Le masculin s’est tellement approprié le neutre, le général et l’universalité du discours (la portée générique de « ils » tendant vers la masculinisation du monde), que le féminin, ayant la valeur du spécifique et du particulier, est finalement le seul à porter la marque du genre. Lorsqu’une locutrice s’exprime, elle est forcée de faire apparaître son genre, de se définir comme appartenant à la classe des femmes, par rapport aux individus de la classe des hommes, ce qui donne de l’importance à une partie de ce qu’elle est (son genre, son apparence, ses organes sexuels si c’est une femme cisgenre), et non pas à l’ensemble de sa personne (un être humain).

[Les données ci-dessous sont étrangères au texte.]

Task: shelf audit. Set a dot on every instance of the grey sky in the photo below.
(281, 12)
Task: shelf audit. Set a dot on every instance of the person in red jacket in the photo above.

Il ne s’agit pas de valoriser les différences ou de glorifier des comportements et des activités dites « féminines », mais de bousculer la notion de genre. Le genre est un carcan, un ensemble de normes sociales rigides qui dicte ce qui est autorisé, encouragé, défendu selon que l’on appartienne au genre masculin ou au genre féminin. Outre que cela interdit la possibilité d’appartenir aux deux genres, ou à aucun, cela opère une hiérarchie entre les deux genres et un privilège masculin sur le féminin : le genre est en fin de compte un instrument de domination de la moitié des êtres humains sur l’autre. Mais, puisque le français n’a pas réellement de neutre et qu’il est fondé sur un système binaire, sa féminisation me semble indispensable dans un processus d’égalité, de visibilisation, de transparence. C’est pourquoi, à défaut d’effectuer un immense travail pour supprimer le genre grammatical dans la langue, l’écriture inclusive me paraît une solution pragmatique, efficace, logique et économique, qui contrarie les efforts masculinistes (un aperçu dans Tirons la langue). L’écriture inclusive a développé plusieurs manières de neutraliser la masculinisation de la langue : dire « ils et elles » ou « iels » ; utiliser les points médians, les parenthèses ou les traits d’union, ou comme le propose Davy Borde, inventer des mots comme les « lecteurices » ; employer des mots englobants comme « le lectorat », etc. C’est une manière de lutter à la fois dans le genre (montrer la parité dans la langue) et contre le genre (tous les métiers sont accessibles à tout le monde, il y a aussi des plombières, des caissiers, etc.).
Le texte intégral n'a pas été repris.